Ein neues altes Gebäude
Einen alten Baum verpflanzt man nicht – ein altes Gebäude bisweilen schon. Schließlich ist die Versetzung oft die einzige Chance, es zu erhalten. Im Freilichtbereich des MuseumPasseier finden sich neun translozierte Gebäude. Das zehnte kam jetzt dazu.
Von Judith Schwarz
Das neue alte Objekt steht seit einigen Wochen im Museum: Es ist eine kleine Werkstatt, eine Paschglhitte oder – wie die ehemaligen Besitzer das Häuschen nennen – ein Werkl. Zuweilen fällt auch das Wort Miilele, obwohl der Holzbau außer dem Wasserrad nichts mit einer Mühle gemeinsam hat.
Ausgikopft und erbaut hat die 5m² kleine Hütte der Weger Gfrillner Franz unterhalb der Stroabmer-Säge im Grafeistal. Als jedoch in den 1950er Jahren eine Lawine dem Gebäude zu nahe kam, versetzte sie der Franz zum Soalerhof auf Kofl (Mörre). Vor 15 Jahren übertrug man das Gebäude dann zur Hofer-Säge in Quellenhof, wo sie noch von Luis und Alberich Weger für einige Arbeiten verwendet wurde. Als heuer die Erben Walter, Hubert und Erwin die Werkstatt samt Inhalt dem Museum schenkten und die Stiftung Südtiroler Sparkasse, die Gemeinden St. Leonhard und St. Martin sowie das Land Südtirol finanzielle Unterstützung zusicherten, trat die Hütte ihre dritte Reise an in das Freilichtmuseum am Sandhof.
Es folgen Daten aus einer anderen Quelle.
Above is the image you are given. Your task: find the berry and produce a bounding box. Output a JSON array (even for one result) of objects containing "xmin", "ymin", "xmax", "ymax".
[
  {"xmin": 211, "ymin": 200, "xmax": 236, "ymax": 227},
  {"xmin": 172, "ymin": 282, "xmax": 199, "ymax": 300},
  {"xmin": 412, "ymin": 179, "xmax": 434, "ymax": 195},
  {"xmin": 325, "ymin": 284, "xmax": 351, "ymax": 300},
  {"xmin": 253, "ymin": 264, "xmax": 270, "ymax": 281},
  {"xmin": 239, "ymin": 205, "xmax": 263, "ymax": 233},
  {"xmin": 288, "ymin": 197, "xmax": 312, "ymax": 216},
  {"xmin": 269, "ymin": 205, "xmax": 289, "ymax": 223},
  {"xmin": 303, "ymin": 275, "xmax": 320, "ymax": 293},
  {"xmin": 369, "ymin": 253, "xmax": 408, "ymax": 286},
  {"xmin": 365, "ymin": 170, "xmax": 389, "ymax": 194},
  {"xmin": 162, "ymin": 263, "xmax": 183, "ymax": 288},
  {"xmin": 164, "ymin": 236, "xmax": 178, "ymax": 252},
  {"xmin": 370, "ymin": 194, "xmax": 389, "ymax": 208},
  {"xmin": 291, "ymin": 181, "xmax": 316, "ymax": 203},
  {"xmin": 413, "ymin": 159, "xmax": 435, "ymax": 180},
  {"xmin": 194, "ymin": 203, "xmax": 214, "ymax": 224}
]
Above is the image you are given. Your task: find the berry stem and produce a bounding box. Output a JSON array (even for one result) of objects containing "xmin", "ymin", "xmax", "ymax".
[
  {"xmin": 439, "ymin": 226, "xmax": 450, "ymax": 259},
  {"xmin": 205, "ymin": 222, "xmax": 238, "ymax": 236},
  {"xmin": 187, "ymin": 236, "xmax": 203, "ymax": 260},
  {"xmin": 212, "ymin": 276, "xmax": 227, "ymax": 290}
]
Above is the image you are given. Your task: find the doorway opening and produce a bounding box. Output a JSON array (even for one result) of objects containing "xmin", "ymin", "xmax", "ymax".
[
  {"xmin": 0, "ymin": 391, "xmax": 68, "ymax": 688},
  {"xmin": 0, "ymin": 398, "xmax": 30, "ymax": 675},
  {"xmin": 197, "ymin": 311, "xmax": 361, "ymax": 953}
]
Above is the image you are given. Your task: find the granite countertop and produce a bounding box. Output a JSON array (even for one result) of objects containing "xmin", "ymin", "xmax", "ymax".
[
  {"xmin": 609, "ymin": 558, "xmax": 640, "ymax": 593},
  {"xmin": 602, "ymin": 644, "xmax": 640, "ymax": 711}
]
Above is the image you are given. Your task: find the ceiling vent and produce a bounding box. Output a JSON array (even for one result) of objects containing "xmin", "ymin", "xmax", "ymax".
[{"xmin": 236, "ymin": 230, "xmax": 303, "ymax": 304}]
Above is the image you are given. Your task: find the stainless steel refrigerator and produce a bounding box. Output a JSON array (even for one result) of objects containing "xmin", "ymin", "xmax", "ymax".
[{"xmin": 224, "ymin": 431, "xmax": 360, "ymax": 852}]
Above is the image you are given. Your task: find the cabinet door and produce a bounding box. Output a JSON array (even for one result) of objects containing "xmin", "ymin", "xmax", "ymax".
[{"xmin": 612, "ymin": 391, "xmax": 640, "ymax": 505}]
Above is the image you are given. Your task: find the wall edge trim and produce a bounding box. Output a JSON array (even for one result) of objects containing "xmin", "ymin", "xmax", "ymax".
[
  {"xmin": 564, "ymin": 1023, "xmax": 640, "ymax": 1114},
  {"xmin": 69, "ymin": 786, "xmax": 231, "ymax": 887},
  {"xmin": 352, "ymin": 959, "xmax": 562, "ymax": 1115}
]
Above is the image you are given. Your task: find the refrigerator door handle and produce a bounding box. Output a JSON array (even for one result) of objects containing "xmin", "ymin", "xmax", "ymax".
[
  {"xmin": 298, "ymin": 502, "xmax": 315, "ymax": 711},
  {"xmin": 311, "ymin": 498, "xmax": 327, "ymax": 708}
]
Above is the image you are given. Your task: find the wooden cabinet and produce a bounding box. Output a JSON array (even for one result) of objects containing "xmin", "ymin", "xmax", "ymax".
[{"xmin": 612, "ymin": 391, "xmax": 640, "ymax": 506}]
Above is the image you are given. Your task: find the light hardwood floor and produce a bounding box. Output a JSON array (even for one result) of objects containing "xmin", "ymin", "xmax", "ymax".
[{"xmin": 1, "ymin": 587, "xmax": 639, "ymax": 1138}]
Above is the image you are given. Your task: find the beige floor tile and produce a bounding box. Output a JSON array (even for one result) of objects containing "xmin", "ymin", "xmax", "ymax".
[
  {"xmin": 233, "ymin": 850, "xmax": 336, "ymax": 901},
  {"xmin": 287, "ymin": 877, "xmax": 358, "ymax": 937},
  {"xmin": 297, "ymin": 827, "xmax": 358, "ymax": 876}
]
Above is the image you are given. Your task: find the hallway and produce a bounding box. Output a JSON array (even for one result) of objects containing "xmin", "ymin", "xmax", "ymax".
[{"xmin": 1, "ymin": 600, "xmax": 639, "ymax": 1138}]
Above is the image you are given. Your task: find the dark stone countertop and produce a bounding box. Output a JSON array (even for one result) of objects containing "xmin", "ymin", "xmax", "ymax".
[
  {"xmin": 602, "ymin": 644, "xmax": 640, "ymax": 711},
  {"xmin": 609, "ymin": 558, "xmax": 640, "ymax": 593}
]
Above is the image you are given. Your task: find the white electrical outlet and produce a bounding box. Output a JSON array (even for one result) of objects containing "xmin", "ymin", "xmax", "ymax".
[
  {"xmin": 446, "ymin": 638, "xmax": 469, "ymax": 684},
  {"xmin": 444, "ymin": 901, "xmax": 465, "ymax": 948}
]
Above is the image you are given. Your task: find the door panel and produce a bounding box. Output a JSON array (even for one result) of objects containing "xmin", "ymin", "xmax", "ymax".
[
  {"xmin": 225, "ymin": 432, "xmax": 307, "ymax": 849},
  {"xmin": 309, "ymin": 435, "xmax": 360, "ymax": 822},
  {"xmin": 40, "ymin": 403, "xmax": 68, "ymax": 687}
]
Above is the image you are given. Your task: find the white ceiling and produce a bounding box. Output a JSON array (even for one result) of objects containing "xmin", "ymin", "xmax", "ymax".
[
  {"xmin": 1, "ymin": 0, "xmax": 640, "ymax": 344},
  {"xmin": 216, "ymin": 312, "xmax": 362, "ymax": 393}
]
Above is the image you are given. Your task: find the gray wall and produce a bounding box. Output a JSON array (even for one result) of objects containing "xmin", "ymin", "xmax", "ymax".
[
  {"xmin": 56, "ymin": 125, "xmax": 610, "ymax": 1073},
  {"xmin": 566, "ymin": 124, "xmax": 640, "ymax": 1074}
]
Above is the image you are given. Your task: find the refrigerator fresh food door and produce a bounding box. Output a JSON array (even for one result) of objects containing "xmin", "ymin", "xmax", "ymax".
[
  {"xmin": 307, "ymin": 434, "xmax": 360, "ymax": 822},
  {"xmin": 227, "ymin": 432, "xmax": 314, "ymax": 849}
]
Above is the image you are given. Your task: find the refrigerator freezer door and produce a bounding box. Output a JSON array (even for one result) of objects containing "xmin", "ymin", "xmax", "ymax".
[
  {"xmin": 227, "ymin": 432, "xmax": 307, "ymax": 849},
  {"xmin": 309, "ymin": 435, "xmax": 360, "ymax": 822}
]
Baulich könnten sich Architekten von Mehrzweckgebäuden viel von der Paschglhitte abschauen: So etwa den Ideenreichtum, um sich mit Fourtl (Know-How) Arbeiten zu erleichtern oder die optimale Platzausnutzung auf kleinstem Raum. Exakt 2,20 x 2,10 Meter im Grundriss misst der Bau und beherbergt eine Soalwinte (Seilwinde), zwei Schleifsteine, eine Puenderståmpfe (Knochenstampfe) und zu guter Letzt eine Draanpånk zum Drechseln, die auch zum Holzschneiden und Schmirggln verwendet werden kann.
Etliche Hebel dienen zum „Ein- und Ausschalten“, verschiedene unförmige Holz- oder Eisenteile zum Regulieren, Fixieren oder Ookuppln und ein scheinbar achtlos an die Wand gelehntes Vierkantholz ist die unentbehrliche Bremse: Nachdem man Luis Weger einige Zeit beim Erklären und Vorführen zugesehen und zugehört hat, ahnt man, dass alle „Maschinen“ über Drähte oder Wellbäume oder Riemen miteinander verbunden sind.
Und dass an alles gedacht wurde – falls der Riemen bricht, gibt es eine Feder de zuicht die Bremse unter den Wällpaam innin, wenn der Wasserdruck zu gering ist, wird die Öffnung der Diise verkleinert, wenn am Drechselholz Maß genommen werden muss, wird auf die Leerscheibe gelenkt und um die Håschpl abzustellen, wird die Oolenkschaufl angelassen.
Um den Museumsbesucher*innen diese „bäuerliche Ingenieurskunst“, die auch eines der Kernthemen in der Ausstellung „Miër Psairer“ ist, näher zu bringen, braucht es mehr als Beschriftungen. Daher soll das Wasserrad in Zukunft ab und zu in Schwung gesetzt und die verschiedenen Arbeiten in der originellen Werkstatt vorgeführt werden. Damit man sich davon überzeugen kann, dass die Passeirer immer schon Tüftler und Paschgler waren.
Mit dem Kran hochgehievt und nach 10 Minuten Fahrt im Museumsgelände abgesetzt. Noch nie ist die Versetzung eines historischen Gebäudes ins MuseumPasseier so schnell vonstattengegangen.